I’m not the developer here, can only report.

alpopa · December 12, 2024, 11:31am

Sorry, I am late to the conversation.

The wrong look of the document looks for me as encoding problem. Exactly the same looks Russian documents in wrong encoding. More detailed:

There exist encoding of document and encodings of fonts. If they mismatch, this leads to unreadable render;
There exist one-byte (e.g. UTF-8) and multi-byte encodings (e.g. UTF-16-LE). If multi-byte encoding is interpreted as one-byte or vice-versa, this leads to unreadable render;
CJK languages prefer their own multi-byte encodings (e.g. BIG5). If BIG5 text is interpreted as encoded otherwise (e.g. UTF-16-LE), this leads to unreadable render.

Note: An encoding is the way each graphic sign (glyph) is associated with a number (e.g. ‘W’ → 0x57 = 87) and then the way this number is presented in document (e.g. UNICODE → UTF-8, UNICODE → UTF-16-LE, etc).

The problem with encoding can be debugged to some extent with:

FontForge - a free application that can inspect the font encoding (and encodings supported by font), and modify this encoding,
iconv tool can be used to re-encode the text from one encoding to another. Unfortunately, only plain text files can be converted, so no .DOCX / .ODT / .PDF / etc.

EDIT: The problem I see in images looks like a multi-byte encoding is interpreted as one-byte one. For example, Russian letter ‘Ж’ in UNICODE has the number 0x0416, which is more than one byte can hold (maximum 0xFF), but it can be presented as sequence of bytes, the simplest one is the encoding UTF-16-LE: 0x0416 → 0x04, 0x16. But this sequence of 2 bytes if interpreted as one-byte encoding (e.g. ISO-8859-1) is understood as 2 characters: 0x04 = EOT = Ctrl+D followed by 0x16 = SYN, both unprintable characters, which may be presented differently. Similarly, all Russian alphabet is presented in UNICODE in range 0x0410…0x044F. Because the first byte of all them is the same 0x04, when interpreted as ISO-8859-1, each letter is presented by 2 glyphs, first being 0x04 = EOT = Ctrl+D.

EDIT2: The plain test can be copied from some other document format (.DOCX, .ODT, .PDF) by selecting the text, copying it to the clipboard and pasting in some empty text document e.g. in StyleEdit.

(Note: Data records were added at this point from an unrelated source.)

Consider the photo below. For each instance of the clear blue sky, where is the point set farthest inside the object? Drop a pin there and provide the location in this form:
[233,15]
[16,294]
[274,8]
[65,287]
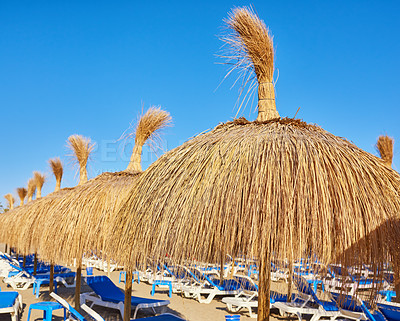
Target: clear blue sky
[88,67]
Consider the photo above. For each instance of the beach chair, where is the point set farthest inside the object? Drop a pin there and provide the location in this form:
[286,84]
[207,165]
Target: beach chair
[72,313]
[107,294]
[313,306]
[204,284]
[11,302]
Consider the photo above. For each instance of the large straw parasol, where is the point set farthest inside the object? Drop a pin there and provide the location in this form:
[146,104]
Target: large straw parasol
[272,187]
[10,200]
[83,216]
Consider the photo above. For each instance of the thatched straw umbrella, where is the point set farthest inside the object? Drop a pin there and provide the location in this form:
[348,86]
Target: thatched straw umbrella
[83,216]
[39,179]
[57,169]
[273,187]
[384,145]
[33,215]
[22,192]
[31,189]
[10,200]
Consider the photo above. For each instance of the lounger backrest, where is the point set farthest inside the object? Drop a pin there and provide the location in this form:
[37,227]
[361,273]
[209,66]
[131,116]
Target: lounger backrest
[67,306]
[305,287]
[104,287]
[92,313]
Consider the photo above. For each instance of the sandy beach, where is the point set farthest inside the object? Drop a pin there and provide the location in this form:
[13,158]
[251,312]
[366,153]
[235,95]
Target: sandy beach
[188,309]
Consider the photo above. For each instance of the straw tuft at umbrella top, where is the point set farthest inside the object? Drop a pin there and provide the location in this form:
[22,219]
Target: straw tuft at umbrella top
[147,129]
[22,192]
[252,50]
[57,169]
[39,179]
[85,214]
[10,200]
[31,189]
[384,147]
[82,148]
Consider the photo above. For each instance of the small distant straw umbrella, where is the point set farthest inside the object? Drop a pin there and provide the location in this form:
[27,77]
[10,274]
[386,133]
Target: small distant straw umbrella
[275,187]
[31,189]
[22,192]
[83,216]
[39,179]
[10,200]
[57,169]
[384,146]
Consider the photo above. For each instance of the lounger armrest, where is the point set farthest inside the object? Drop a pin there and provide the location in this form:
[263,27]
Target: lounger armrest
[92,313]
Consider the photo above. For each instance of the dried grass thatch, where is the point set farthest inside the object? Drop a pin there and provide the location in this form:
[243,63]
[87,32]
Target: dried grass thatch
[384,147]
[31,189]
[273,188]
[83,218]
[250,50]
[10,200]
[57,169]
[81,147]
[39,179]
[147,130]
[22,192]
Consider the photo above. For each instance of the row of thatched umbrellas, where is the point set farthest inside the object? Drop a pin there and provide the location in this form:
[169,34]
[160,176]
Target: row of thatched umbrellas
[274,188]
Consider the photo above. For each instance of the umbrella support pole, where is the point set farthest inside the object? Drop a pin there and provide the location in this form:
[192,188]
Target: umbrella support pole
[51,283]
[35,264]
[78,284]
[128,295]
[264,287]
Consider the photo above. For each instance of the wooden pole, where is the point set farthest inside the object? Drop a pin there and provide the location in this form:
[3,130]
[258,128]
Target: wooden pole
[264,287]
[35,264]
[78,284]
[51,284]
[128,295]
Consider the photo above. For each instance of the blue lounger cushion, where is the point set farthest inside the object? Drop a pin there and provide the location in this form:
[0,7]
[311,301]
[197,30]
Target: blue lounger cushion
[163,317]
[108,291]
[7,299]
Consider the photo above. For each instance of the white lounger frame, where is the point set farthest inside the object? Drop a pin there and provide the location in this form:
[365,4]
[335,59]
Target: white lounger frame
[15,309]
[96,300]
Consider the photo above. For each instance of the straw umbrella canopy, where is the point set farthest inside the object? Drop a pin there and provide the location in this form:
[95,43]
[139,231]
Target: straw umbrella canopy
[384,146]
[31,189]
[24,220]
[272,187]
[22,192]
[10,200]
[82,218]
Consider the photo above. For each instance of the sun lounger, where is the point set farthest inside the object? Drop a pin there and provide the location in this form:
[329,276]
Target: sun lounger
[106,293]
[209,287]
[313,306]
[72,313]
[11,302]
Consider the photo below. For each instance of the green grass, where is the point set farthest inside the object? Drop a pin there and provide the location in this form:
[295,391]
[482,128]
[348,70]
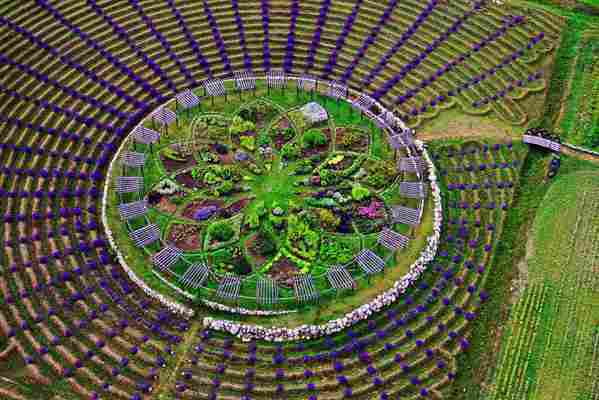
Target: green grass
[274,187]
[477,366]
[563,249]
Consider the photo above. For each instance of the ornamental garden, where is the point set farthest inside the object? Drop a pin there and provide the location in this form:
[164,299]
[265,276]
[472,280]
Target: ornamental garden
[267,199]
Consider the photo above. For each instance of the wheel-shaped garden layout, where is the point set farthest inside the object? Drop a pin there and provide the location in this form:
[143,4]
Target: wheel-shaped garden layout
[263,190]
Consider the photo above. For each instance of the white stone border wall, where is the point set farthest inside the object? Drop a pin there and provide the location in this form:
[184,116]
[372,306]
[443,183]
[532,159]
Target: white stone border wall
[249,331]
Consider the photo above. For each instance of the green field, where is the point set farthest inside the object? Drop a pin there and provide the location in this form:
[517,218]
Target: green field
[549,349]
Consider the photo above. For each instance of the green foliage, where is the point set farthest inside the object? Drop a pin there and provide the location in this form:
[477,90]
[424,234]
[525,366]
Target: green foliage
[224,188]
[335,252]
[327,177]
[328,219]
[248,142]
[265,243]
[379,173]
[210,178]
[301,239]
[288,133]
[252,220]
[360,193]
[290,151]
[261,209]
[336,159]
[172,154]
[264,140]
[239,125]
[314,138]
[297,118]
[196,173]
[351,137]
[221,231]
[209,157]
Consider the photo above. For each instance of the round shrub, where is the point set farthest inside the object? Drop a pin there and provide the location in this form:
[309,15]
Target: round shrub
[221,232]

alpopa · December 12, 2024, 12:14pm

I see also that the error log from the 2nd screenshot of the original post says about font substitution, and uses Courier font for rendering. For sure Courier font does not cover Chinese glyphs. The right font for properly displaying is the one with support for CJK languages, e.g. default Haiku Noto AFAIK.